Deleted User said 9 years, 9 months ago:

Here the deal I’m 19 I ended up in a mental ward because I went abit pissed off at my family so I stormed off I kept smashing up a street and then too police officers came and sectioned me under the mental health act I was in there for 3 months then after that I was straight out and I was housed under a young persons project (hostel) oh I forgot to say I was kicked out of family home.

I was in a hostel I thought the worst to be honest but instead I absolutely fucking loved it! It was like a warm family if I’m honest and I met a nice girl who I loved and protected well in the hostel,at this point where I had a mental brake down I wasn’t talking to anyone else I didn’t care for anyone to be perfectly honest I didn’t care about my family,past friends,or myself,i knew this girl was very vulnerable ,she even got herself in bad situations I’ve fucked up people for her and been fucked up because of her,I financially took her under my wing to you wanna know why? She was dependant on me and this girl was fucking vulnerable so I made the place literally a playground for her and I mean a rough as fuck area because I have heart for her then
And no I wasn’t trying to shag her because she was lesbian(and not my type either) can’t say she wasn’t trying it on tho ey) ;) and then I got news Ben there’s a flat available for you I was over the moon!
New flat new start in life I was gona get myself on a training course and everything!

Then when I told her (Joanne) she was not happy she was devastated! Infact she broke down in tears she said that she sick and tired of everyone always leaving her she can’t believe I’m going ect,
She didn’t speak to me since the day I moved and a couple of week on from now.

Reality sank in before I knew it my mind was settled I became very irritable,I couldn’t sleep at night,I became very depressed and alone! I didn’t want to leave my bed my bad thoughts grief me! Now I don’t know how to ask for help I’m really alone to the point of I don’t even know how to ask for help advice please for me &for her why are we distant???? How can I feel better about myself?

FullmoonDarkstar said 9 years, 9 months ago:

Hi ~_~

You have gone through a lot. Life is a bisexual bitch that screws everyone with no mercy. Although, the secret is to face her bitchiness and say “Whatever you do to me, doesn’t break me, it fixes me.” Life made you who you are, you are original and unique. A perfect singularity. I hope you esteem yourself, because you should. The real fighters aren’t those who win some battles, they are those who carry on battling even if everything seems that is against them. I tough life makes you tough too. That’s enough to face even more of her bitchiness.

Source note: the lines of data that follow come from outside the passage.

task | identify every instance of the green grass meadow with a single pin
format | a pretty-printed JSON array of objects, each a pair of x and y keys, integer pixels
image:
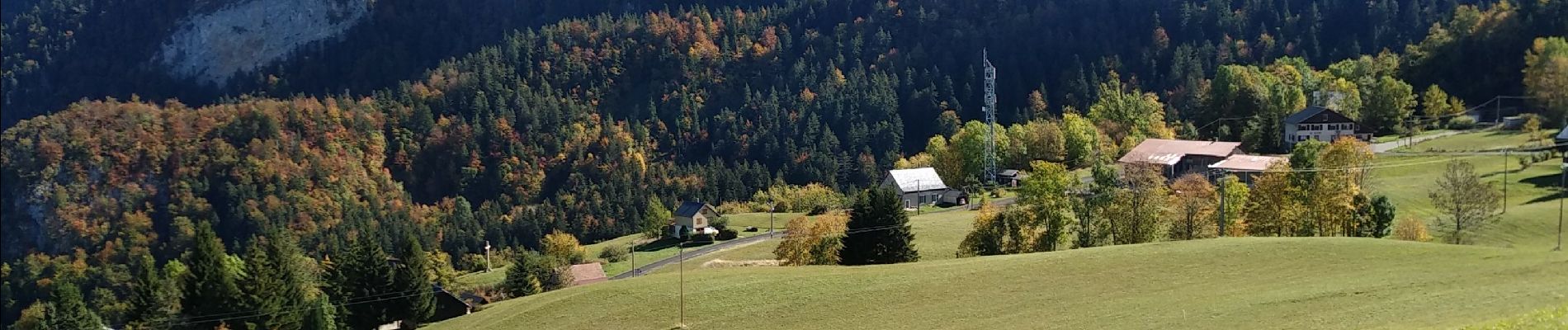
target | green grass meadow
[
  {"x": 1509, "y": 279},
  {"x": 1211, "y": 284},
  {"x": 1477, "y": 141}
]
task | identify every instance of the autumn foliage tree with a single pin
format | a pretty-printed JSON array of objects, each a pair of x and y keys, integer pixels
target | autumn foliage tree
[
  {"x": 1466, "y": 204},
  {"x": 813, "y": 239},
  {"x": 1193, "y": 207}
]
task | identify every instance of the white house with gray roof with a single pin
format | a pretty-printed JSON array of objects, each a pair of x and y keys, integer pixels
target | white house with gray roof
[{"x": 919, "y": 186}]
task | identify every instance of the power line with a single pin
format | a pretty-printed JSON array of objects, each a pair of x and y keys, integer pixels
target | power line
[{"x": 257, "y": 314}]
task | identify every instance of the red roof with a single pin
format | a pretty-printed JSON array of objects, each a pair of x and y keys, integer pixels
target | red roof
[
  {"x": 1249, "y": 163},
  {"x": 1172, "y": 150},
  {"x": 587, "y": 274}
]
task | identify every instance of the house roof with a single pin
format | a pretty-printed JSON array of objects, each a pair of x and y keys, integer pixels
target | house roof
[
  {"x": 1247, "y": 163},
  {"x": 923, "y": 179},
  {"x": 1316, "y": 115},
  {"x": 1172, "y": 150},
  {"x": 690, "y": 209},
  {"x": 587, "y": 274}
]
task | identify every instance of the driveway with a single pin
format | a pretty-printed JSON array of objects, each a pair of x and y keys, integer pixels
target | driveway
[
  {"x": 697, "y": 252},
  {"x": 1385, "y": 148}
]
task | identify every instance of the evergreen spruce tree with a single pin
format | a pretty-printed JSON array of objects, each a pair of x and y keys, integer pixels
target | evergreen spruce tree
[
  {"x": 324, "y": 314},
  {"x": 878, "y": 230},
  {"x": 148, "y": 300},
  {"x": 414, "y": 282},
  {"x": 69, "y": 312},
  {"x": 210, "y": 286},
  {"x": 275, "y": 285},
  {"x": 362, "y": 282}
]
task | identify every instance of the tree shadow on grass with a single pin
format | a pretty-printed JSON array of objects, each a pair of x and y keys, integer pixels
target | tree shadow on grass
[
  {"x": 1545, "y": 182},
  {"x": 667, "y": 243}
]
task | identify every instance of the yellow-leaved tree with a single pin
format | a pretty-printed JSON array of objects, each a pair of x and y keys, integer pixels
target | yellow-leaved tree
[
  {"x": 813, "y": 241},
  {"x": 564, "y": 249}
]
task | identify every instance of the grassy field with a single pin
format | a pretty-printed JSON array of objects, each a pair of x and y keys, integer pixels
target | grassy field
[
  {"x": 1545, "y": 318},
  {"x": 1211, "y": 284},
  {"x": 1476, "y": 141},
  {"x": 1529, "y": 223},
  {"x": 1391, "y": 138},
  {"x": 937, "y": 237},
  {"x": 645, "y": 254}
]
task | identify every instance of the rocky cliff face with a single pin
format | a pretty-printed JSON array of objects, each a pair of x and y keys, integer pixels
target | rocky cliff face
[{"x": 239, "y": 38}]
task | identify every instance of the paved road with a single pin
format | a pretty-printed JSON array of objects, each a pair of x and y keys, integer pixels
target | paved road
[
  {"x": 697, "y": 252},
  {"x": 1385, "y": 148},
  {"x": 742, "y": 241}
]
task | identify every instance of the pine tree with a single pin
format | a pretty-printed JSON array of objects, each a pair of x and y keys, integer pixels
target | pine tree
[
  {"x": 414, "y": 280},
  {"x": 148, "y": 300},
  {"x": 362, "y": 284},
  {"x": 69, "y": 312},
  {"x": 210, "y": 286},
  {"x": 878, "y": 230},
  {"x": 324, "y": 314},
  {"x": 656, "y": 218},
  {"x": 275, "y": 284}
]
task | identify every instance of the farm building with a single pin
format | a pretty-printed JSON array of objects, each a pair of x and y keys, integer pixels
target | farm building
[
  {"x": 1178, "y": 157},
  {"x": 1010, "y": 177},
  {"x": 1245, "y": 166},
  {"x": 921, "y": 186},
  {"x": 1320, "y": 124},
  {"x": 692, "y": 216}
]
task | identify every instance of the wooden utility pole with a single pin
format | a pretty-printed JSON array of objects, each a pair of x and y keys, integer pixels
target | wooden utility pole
[
  {"x": 1222, "y": 204},
  {"x": 682, "y": 284},
  {"x": 1562, "y": 182}
]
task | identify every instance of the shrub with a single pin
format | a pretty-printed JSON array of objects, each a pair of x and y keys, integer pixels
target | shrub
[
  {"x": 813, "y": 241},
  {"x": 726, "y": 235},
  {"x": 1411, "y": 229},
  {"x": 616, "y": 254},
  {"x": 533, "y": 274},
  {"x": 564, "y": 249},
  {"x": 1462, "y": 122},
  {"x": 701, "y": 238}
]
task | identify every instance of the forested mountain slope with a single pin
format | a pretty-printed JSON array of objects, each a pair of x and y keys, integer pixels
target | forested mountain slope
[
  {"x": 580, "y": 124},
  {"x": 63, "y": 50}
]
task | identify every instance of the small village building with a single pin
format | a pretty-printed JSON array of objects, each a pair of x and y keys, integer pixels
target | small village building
[
  {"x": 1247, "y": 166},
  {"x": 1320, "y": 124},
  {"x": 954, "y": 197},
  {"x": 1178, "y": 157},
  {"x": 447, "y": 305},
  {"x": 692, "y": 216},
  {"x": 587, "y": 274},
  {"x": 1010, "y": 177},
  {"x": 918, "y": 186}
]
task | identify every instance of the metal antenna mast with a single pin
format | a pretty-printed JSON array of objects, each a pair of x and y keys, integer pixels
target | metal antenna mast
[{"x": 989, "y": 120}]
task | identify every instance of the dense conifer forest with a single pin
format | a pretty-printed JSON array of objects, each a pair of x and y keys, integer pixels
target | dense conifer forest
[{"x": 438, "y": 127}]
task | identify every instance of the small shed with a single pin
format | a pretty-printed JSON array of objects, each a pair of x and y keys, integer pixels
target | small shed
[
  {"x": 1245, "y": 166},
  {"x": 587, "y": 274},
  {"x": 1012, "y": 177},
  {"x": 916, "y": 186},
  {"x": 1178, "y": 157}
]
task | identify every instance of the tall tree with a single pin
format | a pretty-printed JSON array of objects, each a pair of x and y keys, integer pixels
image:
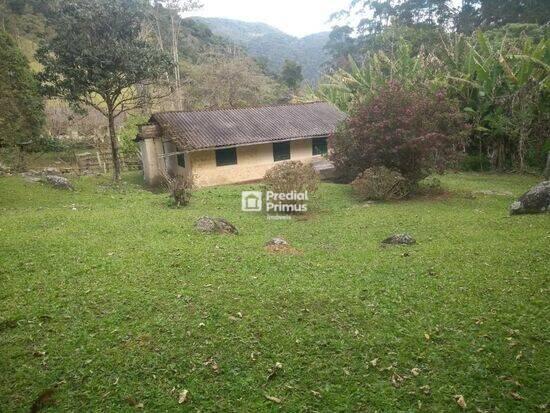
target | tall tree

I’ll start with the girl. She has gone through a lot herself, I can tell. But she crosses the wrong path, that’s her fight. No one can fight for her, you can only help her stand back on her feet but you can’t face her problems for her. She has to do it by herself, whether she has support or not. You can be there for her but you shouldn’t let her be depended on you. If something happens and you can’t help her, she’ll break down. She’ll start thinking negatively, she’ll start exaggerating over life. You know her, so you can make her understand that.

As for you, (something that you should tell Joanne as well), don’t let your feelings lead your way of thinking. Usually, the answer to our problems is obvious, but our mind is so clouded with unnecessary thoughts that we can’t see them. We complicate things even more and we manage to trap ourselves into a foggy labyrinth which gate is right in front of us but we walk to the opposite path, instead. You said you want to start a new life. You do great not thinking of every past experience, whatever happened it happened. You can’t change your past, but you can change your future. Stick on that. Do whatever is good for you, don’t let anyone take what you deserve away from you. Believe in yourself. Be positive, be confident. Change your thoughts and you’ll change your world.

That’s all I can say for now. I hope it helped you a little. :) If you want to, you can talk to me whenever you need it. I’ll try my best to help. And don’t worry, I don’t judge people.